The math to check whether a point is within your desired column of x is pretty straightforward, although maybe more sophisticated math could help inform a better algorithm. One approach would be to use vector arithmetic. To take an example, suppose you have points A, B, and C. Your goal is to see if B falls in a column of width x around the vector from A to C. To do this, find the vector v orthogonal to C, then look at whether the magnitude of the scalar projection of the vector from A to B onto v is less than x. There is lots of literature available for help with this sort of thing, here is one example.
I think this is where I might start (with a boolean function for an individual point), since it seems like an R function to determine this would be convenient. Then another function that takes a set of points and calculates the vector v and calls the first function for each point in the set. Then run some data and see how long it takes.
I'm afraid I won't be of much help with R syntax, although it is on my list of things I'd like to learn. I checked out the manual for R last night and it had plenty of useful examples. I believe this is very doable, even for an R novice like myself. It might be kind of slow if you have a big data set. However, with something that works, it might also be easier to acquire help from people with more knowledge and experience to optimize it.

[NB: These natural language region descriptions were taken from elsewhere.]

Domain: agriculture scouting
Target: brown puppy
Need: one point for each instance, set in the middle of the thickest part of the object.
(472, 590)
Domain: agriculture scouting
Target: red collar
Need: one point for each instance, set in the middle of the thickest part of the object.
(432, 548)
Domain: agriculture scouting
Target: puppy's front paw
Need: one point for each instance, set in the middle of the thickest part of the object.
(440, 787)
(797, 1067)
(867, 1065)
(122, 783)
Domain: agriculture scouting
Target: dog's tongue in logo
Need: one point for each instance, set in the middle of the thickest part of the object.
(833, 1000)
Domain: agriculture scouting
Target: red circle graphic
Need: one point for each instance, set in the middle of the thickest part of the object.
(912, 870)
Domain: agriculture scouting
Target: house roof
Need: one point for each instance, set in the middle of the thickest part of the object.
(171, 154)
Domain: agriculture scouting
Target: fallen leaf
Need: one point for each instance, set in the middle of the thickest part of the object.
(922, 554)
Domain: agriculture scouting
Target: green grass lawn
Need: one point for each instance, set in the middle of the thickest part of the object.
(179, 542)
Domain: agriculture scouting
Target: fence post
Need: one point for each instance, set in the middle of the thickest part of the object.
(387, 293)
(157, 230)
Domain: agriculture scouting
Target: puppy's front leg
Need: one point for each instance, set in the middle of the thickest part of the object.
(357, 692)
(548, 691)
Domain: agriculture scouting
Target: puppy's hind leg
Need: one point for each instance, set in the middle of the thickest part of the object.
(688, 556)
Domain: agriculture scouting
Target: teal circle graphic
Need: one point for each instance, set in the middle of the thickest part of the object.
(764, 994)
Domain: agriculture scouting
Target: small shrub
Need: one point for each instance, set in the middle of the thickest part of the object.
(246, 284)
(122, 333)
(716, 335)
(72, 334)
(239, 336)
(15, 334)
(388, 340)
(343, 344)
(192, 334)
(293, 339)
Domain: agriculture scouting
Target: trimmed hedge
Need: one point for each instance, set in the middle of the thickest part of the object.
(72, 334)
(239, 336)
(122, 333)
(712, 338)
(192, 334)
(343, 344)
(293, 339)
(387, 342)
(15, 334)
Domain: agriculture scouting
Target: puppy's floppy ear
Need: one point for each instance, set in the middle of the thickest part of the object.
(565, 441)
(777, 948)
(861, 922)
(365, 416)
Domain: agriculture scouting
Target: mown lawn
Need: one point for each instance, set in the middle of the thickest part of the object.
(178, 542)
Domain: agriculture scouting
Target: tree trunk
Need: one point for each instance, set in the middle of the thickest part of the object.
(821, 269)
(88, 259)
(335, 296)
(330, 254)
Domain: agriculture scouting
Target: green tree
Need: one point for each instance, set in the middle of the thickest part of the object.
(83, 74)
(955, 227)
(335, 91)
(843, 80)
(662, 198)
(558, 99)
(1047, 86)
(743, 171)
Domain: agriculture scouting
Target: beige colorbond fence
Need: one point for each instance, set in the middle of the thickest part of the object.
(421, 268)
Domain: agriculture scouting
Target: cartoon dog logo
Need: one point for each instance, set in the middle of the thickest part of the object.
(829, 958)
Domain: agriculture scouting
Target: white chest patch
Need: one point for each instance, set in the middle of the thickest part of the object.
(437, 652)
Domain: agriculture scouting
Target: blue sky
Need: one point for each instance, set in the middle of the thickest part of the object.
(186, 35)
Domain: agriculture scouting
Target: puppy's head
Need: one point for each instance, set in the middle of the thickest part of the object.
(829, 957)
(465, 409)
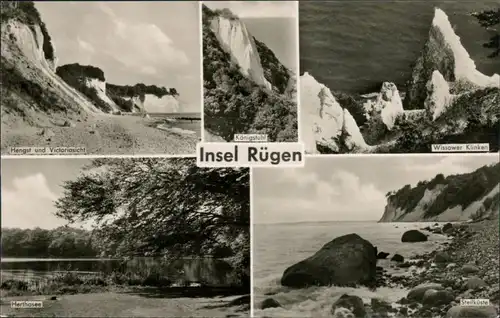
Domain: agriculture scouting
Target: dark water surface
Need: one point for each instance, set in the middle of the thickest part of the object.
(208, 270)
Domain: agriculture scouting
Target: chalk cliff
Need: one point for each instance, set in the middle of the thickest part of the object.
(461, 197)
(247, 90)
(444, 52)
(324, 123)
(152, 103)
(234, 37)
(387, 105)
(438, 95)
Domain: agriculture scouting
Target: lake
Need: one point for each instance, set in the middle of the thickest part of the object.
(184, 121)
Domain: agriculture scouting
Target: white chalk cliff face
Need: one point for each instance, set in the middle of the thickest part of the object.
(235, 39)
(22, 45)
(323, 122)
(100, 87)
(438, 95)
(465, 68)
(387, 104)
(154, 104)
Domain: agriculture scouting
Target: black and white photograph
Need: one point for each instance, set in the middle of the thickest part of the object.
(250, 64)
(114, 78)
(377, 236)
(399, 76)
(133, 237)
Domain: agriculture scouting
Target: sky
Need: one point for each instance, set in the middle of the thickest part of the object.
(262, 16)
(155, 43)
(349, 188)
(31, 186)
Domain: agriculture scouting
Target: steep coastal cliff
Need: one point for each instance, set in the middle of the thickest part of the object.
(461, 197)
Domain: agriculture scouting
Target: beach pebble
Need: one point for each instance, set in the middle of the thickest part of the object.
(468, 312)
(382, 255)
(342, 313)
(442, 257)
(270, 303)
(413, 236)
(47, 133)
(475, 283)
(469, 269)
(437, 298)
(68, 123)
(353, 303)
(398, 258)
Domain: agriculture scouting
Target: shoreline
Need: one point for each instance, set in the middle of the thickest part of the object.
(464, 267)
(105, 134)
(70, 294)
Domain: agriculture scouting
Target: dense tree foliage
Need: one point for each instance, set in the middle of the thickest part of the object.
(234, 104)
(169, 207)
(62, 242)
(274, 72)
(458, 190)
(490, 19)
(25, 12)
(15, 83)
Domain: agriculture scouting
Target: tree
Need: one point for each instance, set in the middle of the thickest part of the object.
(167, 207)
(490, 19)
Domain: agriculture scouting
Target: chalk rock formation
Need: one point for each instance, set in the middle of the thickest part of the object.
(153, 103)
(345, 261)
(427, 198)
(235, 38)
(438, 95)
(387, 105)
(444, 52)
(323, 122)
(100, 88)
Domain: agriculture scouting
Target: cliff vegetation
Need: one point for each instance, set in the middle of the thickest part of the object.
(457, 190)
(26, 13)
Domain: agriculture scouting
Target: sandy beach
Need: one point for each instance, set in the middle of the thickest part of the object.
(103, 134)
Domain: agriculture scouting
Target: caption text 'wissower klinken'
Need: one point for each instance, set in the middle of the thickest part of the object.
(250, 154)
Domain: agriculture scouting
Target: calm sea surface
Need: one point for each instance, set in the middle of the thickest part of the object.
(186, 124)
(355, 45)
(279, 246)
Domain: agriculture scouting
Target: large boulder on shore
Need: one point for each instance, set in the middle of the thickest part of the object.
(413, 236)
(418, 292)
(345, 261)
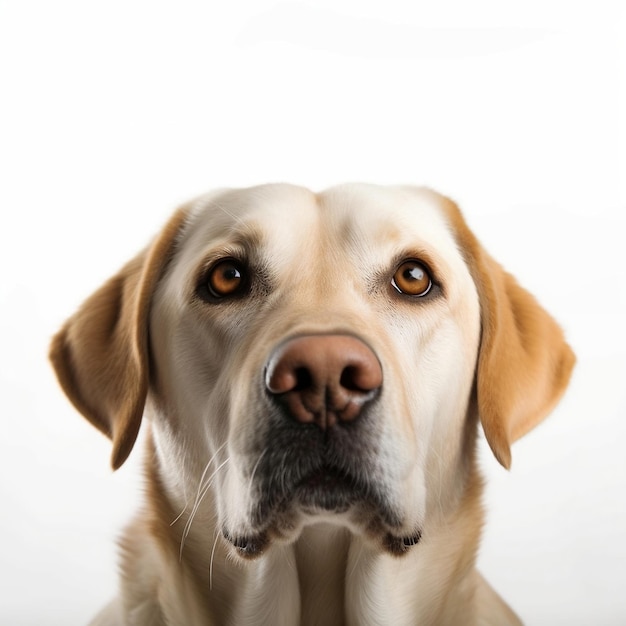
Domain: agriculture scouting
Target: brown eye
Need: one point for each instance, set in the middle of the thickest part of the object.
(412, 279)
(226, 278)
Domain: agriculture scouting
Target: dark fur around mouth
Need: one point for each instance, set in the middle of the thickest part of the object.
(299, 469)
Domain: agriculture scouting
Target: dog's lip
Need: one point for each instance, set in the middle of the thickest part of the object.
(328, 477)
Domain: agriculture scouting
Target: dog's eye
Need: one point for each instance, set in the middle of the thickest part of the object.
(412, 279)
(226, 278)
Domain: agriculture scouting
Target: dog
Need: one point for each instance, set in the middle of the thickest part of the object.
(312, 370)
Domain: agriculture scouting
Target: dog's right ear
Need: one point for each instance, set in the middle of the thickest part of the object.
(101, 356)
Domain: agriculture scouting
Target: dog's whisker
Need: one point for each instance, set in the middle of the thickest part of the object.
(254, 469)
(197, 503)
(206, 469)
(217, 536)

Two quick clarifying points in case they are helpful:
The above suggestion is just to start with the data for a single animal, so when I talk about growth of data I'm talking about the average data sample size for a single animal. If that is slow, you'll probably need to fix that first. Then you'll need to potentially analyze/optimize an algorithm for processing multiple animals afterwards.
I'm implicitly assuming that the definition of flight segment is the largest subset of contiguous data points where no "sub" flight segment violates the column rule. That is to say, I think I could come up with an example where a set of points satisfies your rule of falling within a column of width x around the vector to the last point, but if you looked at the column of width x around the vector to the second to last point, one point wouldn't meet the criteria anymore. Depending on how you define the flight segment then (e.g. if you want it to be the largest possible set of points that meet your condition and don't care about what happens inside), you may need something different (e.g. work backwards instead of forwards).